A l'occasion d'un arrêt rendu le 16 juillet 2007, le Conseil d'Etat vient d'infléchir sa jurisprudence sur la question du recours d'un tiers contre un contrat administratif. Désormais, tout concurrent évincé à la conclusion d'un contrat administratif est recevable à former un recours de pleine juridiction devant le juge du contrat "contre la validité de ce contrat ou certaines de ses clauses, qui en sont divisibles".
Alors que le contentieux de pleine juridiction se présente comme étant un procès entre parties, opposant généralement une administration à un particulier, le Conseil d'Etat permet aujourd'hui à des tiers qui ne sont pas parties à un contrat d'agir contre celui-ci.
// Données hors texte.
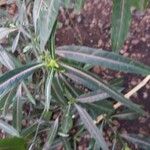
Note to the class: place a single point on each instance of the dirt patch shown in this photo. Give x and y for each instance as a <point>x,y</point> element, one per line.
<point>92,28</point>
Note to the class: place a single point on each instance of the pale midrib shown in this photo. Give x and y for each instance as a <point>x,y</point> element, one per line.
<point>121,24</point>
<point>18,75</point>
<point>91,56</point>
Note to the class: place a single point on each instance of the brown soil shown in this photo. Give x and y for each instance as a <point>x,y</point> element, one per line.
<point>92,28</point>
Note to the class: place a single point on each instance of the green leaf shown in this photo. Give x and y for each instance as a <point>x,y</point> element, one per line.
<point>17,109</point>
<point>126,116</point>
<point>12,78</point>
<point>97,108</point>
<point>48,90</point>
<point>121,18</point>
<point>143,142</point>
<point>5,59</point>
<point>79,4</point>
<point>58,90</point>
<point>51,135</point>
<point>105,87</point>
<point>105,59</point>
<point>28,94</point>
<point>5,32</point>
<point>47,20</point>
<point>36,11</point>
<point>67,121</point>
<point>91,127</point>
<point>94,96</point>
<point>8,128</point>
<point>15,42</point>
<point>12,144</point>
<point>7,102</point>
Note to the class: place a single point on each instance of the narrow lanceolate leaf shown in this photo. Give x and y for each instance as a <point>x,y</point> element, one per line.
<point>36,11</point>
<point>94,96</point>
<point>13,144</point>
<point>91,127</point>
<point>12,78</point>
<point>51,135</point>
<point>121,18</point>
<point>5,31</point>
<point>67,121</point>
<point>105,87</point>
<point>105,59</point>
<point>48,87</point>
<point>8,129</point>
<point>144,143</point>
<point>17,109</point>
<point>15,42</point>
<point>47,20</point>
<point>5,59</point>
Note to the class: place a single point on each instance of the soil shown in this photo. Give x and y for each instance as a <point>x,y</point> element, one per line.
<point>91,28</point>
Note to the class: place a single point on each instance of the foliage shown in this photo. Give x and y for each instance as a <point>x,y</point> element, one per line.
<point>45,79</point>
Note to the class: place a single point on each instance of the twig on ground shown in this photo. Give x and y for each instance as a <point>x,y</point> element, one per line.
<point>128,95</point>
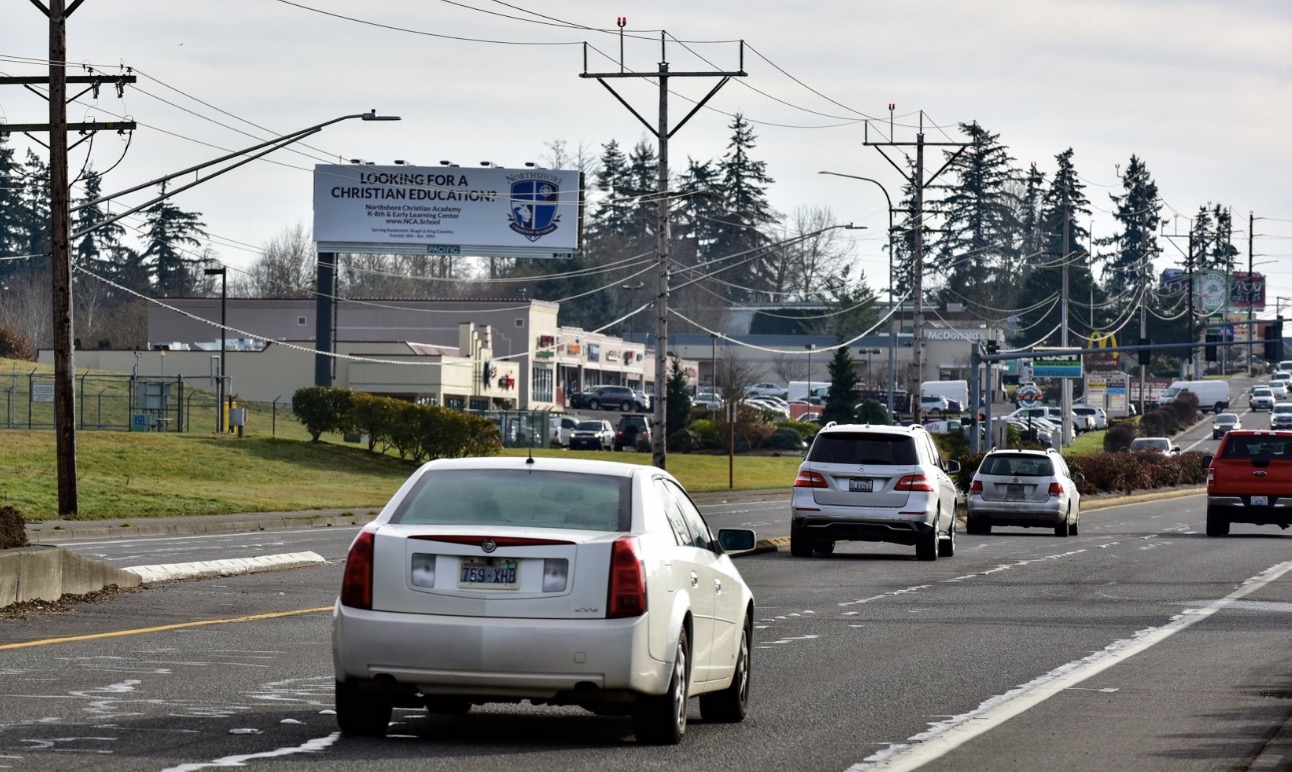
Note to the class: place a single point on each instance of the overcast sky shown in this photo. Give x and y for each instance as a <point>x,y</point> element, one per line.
<point>1198,89</point>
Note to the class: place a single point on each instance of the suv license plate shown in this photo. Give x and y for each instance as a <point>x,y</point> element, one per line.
<point>489,573</point>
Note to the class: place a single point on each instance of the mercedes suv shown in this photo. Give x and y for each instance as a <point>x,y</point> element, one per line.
<point>875,483</point>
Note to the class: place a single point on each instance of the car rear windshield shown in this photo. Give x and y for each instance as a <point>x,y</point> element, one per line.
<point>1022,466</point>
<point>510,497</point>
<point>1257,447</point>
<point>855,447</point>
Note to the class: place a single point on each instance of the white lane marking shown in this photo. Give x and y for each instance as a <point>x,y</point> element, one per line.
<point>315,745</point>
<point>942,737</point>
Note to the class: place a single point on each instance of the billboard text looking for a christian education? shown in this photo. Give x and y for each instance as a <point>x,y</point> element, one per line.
<point>485,212</point>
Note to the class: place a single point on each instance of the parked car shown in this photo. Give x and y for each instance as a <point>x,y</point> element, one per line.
<point>510,564</point>
<point>1098,417</point>
<point>632,431</point>
<point>561,427</point>
<point>592,435</point>
<point>1225,422</point>
<point>1158,444</point>
<point>766,390</point>
<point>1250,480</point>
<point>1260,398</point>
<point>1027,488</point>
<point>609,398</point>
<point>1281,417</point>
<point>874,483</point>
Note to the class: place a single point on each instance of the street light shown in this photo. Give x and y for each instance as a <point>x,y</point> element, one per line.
<point>892,313</point>
<point>222,271</point>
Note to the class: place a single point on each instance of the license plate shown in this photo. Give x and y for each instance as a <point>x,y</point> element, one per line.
<point>491,573</point>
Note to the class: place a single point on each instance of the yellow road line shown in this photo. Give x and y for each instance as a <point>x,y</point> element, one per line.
<point>164,628</point>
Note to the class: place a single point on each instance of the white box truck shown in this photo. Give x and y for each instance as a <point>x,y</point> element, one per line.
<point>1212,395</point>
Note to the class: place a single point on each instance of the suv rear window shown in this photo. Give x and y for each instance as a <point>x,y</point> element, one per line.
<point>1022,466</point>
<point>857,447</point>
<point>1257,447</point>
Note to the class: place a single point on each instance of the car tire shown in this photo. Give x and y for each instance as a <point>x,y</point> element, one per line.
<point>359,711</point>
<point>662,721</point>
<point>731,704</point>
<point>927,545</point>
<point>1217,524</point>
<point>947,546</point>
<point>799,544</point>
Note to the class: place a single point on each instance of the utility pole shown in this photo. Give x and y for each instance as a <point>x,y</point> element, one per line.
<point>662,133</point>
<point>917,183</point>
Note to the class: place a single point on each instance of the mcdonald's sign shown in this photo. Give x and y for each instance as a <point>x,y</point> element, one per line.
<point>1104,360</point>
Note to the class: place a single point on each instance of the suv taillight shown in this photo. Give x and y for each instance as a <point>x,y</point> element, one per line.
<point>627,580</point>
<point>914,483</point>
<point>357,581</point>
<point>810,479</point>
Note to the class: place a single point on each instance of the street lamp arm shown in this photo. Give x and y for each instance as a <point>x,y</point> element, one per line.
<point>275,143</point>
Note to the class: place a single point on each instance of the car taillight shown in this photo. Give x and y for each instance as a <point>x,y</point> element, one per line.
<point>914,483</point>
<point>810,479</point>
<point>627,580</point>
<point>357,581</point>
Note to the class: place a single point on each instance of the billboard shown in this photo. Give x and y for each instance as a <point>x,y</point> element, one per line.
<point>448,211</point>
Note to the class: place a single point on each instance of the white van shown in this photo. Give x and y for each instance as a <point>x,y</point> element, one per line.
<point>1212,395</point>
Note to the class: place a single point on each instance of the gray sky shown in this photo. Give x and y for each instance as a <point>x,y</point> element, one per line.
<point>1195,88</point>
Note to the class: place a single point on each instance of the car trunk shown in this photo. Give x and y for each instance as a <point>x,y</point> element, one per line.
<point>532,573</point>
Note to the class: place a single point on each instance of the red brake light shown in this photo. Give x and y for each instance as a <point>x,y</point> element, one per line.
<point>914,483</point>
<point>357,581</point>
<point>810,479</point>
<point>627,580</point>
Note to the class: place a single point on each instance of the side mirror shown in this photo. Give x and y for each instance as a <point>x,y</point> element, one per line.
<point>737,540</point>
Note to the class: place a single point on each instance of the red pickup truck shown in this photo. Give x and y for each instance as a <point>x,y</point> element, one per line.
<point>1250,480</point>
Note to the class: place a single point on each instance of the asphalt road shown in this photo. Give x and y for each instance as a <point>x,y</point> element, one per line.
<point>1138,644</point>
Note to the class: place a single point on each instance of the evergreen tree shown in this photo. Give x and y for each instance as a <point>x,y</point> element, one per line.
<point>844,390</point>
<point>169,231</point>
<point>1136,245</point>
<point>746,212</point>
<point>977,253</point>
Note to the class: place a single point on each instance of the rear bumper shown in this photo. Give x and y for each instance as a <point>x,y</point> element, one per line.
<point>496,657</point>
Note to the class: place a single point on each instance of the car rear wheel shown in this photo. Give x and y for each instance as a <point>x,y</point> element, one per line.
<point>1217,524</point>
<point>359,711</point>
<point>731,704</point>
<point>662,721</point>
<point>927,545</point>
<point>947,546</point>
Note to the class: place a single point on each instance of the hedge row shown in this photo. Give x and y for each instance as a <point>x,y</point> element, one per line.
<point>416,431</point>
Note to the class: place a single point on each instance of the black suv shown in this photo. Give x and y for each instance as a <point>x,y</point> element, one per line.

Aussi, même si cet arrêt peut être considéré comme un revirement de jurisprudence, le Conseil d'Etat a apporté plusieurs garanties visant à préserver la sécurité juridique des relations contractuelles.
En effet, seuls les "concurrents lésés" sont recevables. Par conséquent, seuls les candidats à un contrat administratif dont l'offre a été rejetée par le pouvoir adjudicateur ont qualité pour agir.
Le Conseil d'Etat n'a ainsi pas suivi le commissaire du gouvernement Didier Casas qui proposait de rendre recevable le recours de certains tiers contre le contrat tels les contribuables locaux, les usagers du service public dès lors qu'ils apportaient la preuve d'un "droit patrimonial lésé".
Il a par ailleurs limité l'application du recours dans le temps : il ne pourra être exercé que dans un "délai de deux mois à compter de l'accomplissement des mesures de publicité appropriées, notamment au moyen d'un avis mentionnant à la fois la conclusion du contrat et les modalités de sa consultation". Les acheteurs devront donc matérialiser la décision de signer le contrat par une publicité adaptée, à compter de laquelle le délai de deux mois courra.

 

Des pouvoirs du juge étendus en contentieux de pleine juridiction

Le Conseil d'Etat rappelle les pouvoirs dont disposera le juge en cas d'illégalité du contrat : en fonction de la gravité des illégalités commises, le juge du contrat pourra "soit prononcer la résiliation du contrat ou modifier certaines de ses clauses, soit décider la poursuite de son exécution, soit accorder des indemnisations, soit l'annuler totalement ou partiellement, le cas échéant avec effet différé".
Le Conseil d'Etat suit le commissaire du gouvernement sur l'impossibilité pour les concurrents lésés de former un recours pour excès de pouvoir contre les actes détachables du contrat dès lors qu'ils disposent de la voie du recours de pleine juridiction contre le contrat lui-même. Enfin, le Conseil d'Etat restreint la portée de sa décision pour des raisons de "sécurité juridique". Aussi module-t-il dans le temps les effets de sa décision en considérant que le recours de pleine juridiction par un concurrent lésé "ne pourra être exercé qu'à l'encontre des contrats dont la procédure de passation a été engagée postérieurement à cette date", c'est-à-dire à compter du 16 juillet 2007.
D'ici trois jours, la Cour de justice des Communautés européennes devrait rendre un arrêt Commission contre Allemagne qui ira, sans doute, dans le même sens que la décision du Conseil d'Etat.

 

L'Apasp

 

Référence : Conseil d'Etat, 16 juillet 2007, aff. 291545, Société Tropic travaux signalisation ; conclusions du commissaire du gouvernement Didier Casas, 29 juin 2007.